Are investors mad? This is a company that, after all, was floated four years ago at 80p.

But interesting things are happening. The Canadian group is thought to be close to one, possibly two, deals to buy quarries but the crucial date in its calendar is 25 August. That is when a public meeting will be held in British Columbia, to decide whether its ambitions to dig for granite at its Pumptown Quarry can be realised. The share collapse was caused by a series of disasters and the quarry has been the cause of many problems. First, it was closed because its access bridge was condemned and then the company was sued for millions. On 27 October 2008, PPA announced that HSBC had served a claim for C$13.26m (£7.35m), although it was heavily beaten down and settled for C$150,000. New management was drafted in after the deal and appears to have addressed the problems. The access has been sorted and, subject to the public meeting, work should start next month.

It helps that the planning officers and committee have said "yes". PPA lost £3.3m last year but a restructuring of the operating company was completed on 24 July and the new funding should see it through to the start of work, if all goes well.

The key point about the stock is that the economic outlook for aggregates within British Columbia is buoyant. Stimulus packages by the Canadian federal government are focused on infrastructure, so there are a number of supply contracts which Pumptown Quarry would be in a good position to win following receipt of the operational and by-pass road permits.

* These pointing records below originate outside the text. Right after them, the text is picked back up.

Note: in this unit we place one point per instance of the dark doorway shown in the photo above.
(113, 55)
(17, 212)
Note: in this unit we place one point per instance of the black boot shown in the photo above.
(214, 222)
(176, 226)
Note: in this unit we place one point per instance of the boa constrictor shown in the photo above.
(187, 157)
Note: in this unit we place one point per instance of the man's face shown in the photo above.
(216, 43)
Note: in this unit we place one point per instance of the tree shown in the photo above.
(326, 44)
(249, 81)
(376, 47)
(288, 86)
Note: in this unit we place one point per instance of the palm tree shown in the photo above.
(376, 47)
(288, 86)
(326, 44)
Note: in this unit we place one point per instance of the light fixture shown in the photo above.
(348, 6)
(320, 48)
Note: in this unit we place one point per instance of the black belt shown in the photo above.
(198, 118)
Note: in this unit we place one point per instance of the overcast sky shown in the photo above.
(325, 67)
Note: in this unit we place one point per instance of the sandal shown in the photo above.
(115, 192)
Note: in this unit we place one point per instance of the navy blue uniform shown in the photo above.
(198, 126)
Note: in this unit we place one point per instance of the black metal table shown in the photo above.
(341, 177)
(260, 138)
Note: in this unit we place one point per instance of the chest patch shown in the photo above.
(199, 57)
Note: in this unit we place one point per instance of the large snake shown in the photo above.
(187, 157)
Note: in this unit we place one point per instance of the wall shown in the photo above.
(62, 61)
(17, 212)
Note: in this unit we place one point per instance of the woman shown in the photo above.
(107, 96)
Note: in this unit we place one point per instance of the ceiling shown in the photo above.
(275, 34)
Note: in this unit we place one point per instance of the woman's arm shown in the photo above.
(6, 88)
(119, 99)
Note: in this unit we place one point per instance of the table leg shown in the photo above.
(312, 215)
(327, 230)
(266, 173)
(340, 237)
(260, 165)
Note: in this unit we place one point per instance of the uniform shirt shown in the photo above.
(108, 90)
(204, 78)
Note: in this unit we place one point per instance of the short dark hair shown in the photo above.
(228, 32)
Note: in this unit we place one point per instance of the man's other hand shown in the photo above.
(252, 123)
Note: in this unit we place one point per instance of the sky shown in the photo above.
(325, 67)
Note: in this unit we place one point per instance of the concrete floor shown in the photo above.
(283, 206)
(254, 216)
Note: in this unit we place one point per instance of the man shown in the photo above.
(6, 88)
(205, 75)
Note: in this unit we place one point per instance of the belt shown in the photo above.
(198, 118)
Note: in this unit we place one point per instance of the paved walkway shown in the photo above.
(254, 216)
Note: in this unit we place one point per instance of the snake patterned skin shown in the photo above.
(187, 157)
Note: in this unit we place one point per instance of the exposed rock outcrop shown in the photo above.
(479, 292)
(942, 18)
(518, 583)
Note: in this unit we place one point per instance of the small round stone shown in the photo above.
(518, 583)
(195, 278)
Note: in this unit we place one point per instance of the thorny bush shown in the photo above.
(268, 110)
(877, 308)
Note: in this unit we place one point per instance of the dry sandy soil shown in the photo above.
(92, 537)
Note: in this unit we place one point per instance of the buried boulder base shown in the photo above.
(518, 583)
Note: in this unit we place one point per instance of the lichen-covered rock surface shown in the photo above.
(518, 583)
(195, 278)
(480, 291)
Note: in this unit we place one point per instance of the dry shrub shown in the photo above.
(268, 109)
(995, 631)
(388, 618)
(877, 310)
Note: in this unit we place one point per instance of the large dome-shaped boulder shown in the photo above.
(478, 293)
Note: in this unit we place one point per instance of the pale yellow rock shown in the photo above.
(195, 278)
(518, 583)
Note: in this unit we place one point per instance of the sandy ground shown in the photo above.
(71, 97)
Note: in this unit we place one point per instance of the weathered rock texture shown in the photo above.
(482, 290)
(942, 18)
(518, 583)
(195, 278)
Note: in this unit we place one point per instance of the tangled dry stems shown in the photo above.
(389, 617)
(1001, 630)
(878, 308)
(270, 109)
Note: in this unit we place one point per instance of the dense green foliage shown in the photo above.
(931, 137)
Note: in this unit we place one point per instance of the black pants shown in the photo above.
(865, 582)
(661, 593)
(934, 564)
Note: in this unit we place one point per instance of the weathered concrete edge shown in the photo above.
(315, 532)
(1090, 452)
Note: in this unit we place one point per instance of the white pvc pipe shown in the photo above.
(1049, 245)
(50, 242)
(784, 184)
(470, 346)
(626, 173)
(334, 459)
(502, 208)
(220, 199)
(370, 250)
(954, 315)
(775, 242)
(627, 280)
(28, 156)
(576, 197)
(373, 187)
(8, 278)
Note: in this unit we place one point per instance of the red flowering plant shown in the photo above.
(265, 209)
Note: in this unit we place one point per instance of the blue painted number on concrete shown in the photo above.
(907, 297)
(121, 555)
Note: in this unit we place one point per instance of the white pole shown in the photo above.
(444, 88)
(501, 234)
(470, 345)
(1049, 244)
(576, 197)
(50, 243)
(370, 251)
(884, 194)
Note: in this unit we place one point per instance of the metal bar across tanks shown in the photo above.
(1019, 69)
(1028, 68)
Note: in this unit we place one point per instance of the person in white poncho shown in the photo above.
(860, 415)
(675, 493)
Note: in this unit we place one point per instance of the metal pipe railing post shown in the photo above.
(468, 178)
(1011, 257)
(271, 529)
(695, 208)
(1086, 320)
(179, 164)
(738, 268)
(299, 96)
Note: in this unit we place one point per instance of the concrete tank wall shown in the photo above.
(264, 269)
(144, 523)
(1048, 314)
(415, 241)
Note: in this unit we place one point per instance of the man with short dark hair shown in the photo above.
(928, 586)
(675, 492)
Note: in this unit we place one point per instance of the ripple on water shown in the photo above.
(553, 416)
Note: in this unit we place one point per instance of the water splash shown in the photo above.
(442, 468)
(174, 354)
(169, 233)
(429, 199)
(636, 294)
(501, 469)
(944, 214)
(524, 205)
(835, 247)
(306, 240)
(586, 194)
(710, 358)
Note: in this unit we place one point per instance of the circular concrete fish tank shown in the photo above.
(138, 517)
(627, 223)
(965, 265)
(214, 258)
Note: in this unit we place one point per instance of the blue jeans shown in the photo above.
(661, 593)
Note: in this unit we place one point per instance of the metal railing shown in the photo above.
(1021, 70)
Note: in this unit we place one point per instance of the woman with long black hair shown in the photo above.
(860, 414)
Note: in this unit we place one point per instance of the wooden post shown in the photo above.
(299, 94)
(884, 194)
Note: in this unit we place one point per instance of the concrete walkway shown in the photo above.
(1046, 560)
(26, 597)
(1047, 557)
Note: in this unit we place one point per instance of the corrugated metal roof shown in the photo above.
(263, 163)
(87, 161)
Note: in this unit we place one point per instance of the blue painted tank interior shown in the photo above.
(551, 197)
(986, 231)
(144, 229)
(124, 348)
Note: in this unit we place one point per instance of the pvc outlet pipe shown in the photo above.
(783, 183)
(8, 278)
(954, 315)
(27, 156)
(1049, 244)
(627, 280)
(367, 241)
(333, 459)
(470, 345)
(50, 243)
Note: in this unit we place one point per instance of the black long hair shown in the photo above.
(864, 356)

Some C$400,000 already sits the quarry floor ready to ship. Crazy investors? Like a fox.

Will weather knock online fashion too?

Last week, the Met Office delivered news no fashion retailer wanted to hear: the soggy July will be followed by a washout for the rest of the summer.

Rain will dampen sales of summer clothes on the high street but the impact on Asos, the AIM-listed online fashion retailer, is less clear cut. While poor weather could hit the purchasing of fashion brands on its site, Asos may actually benefit from customers having more time at home to buy items for their holidays.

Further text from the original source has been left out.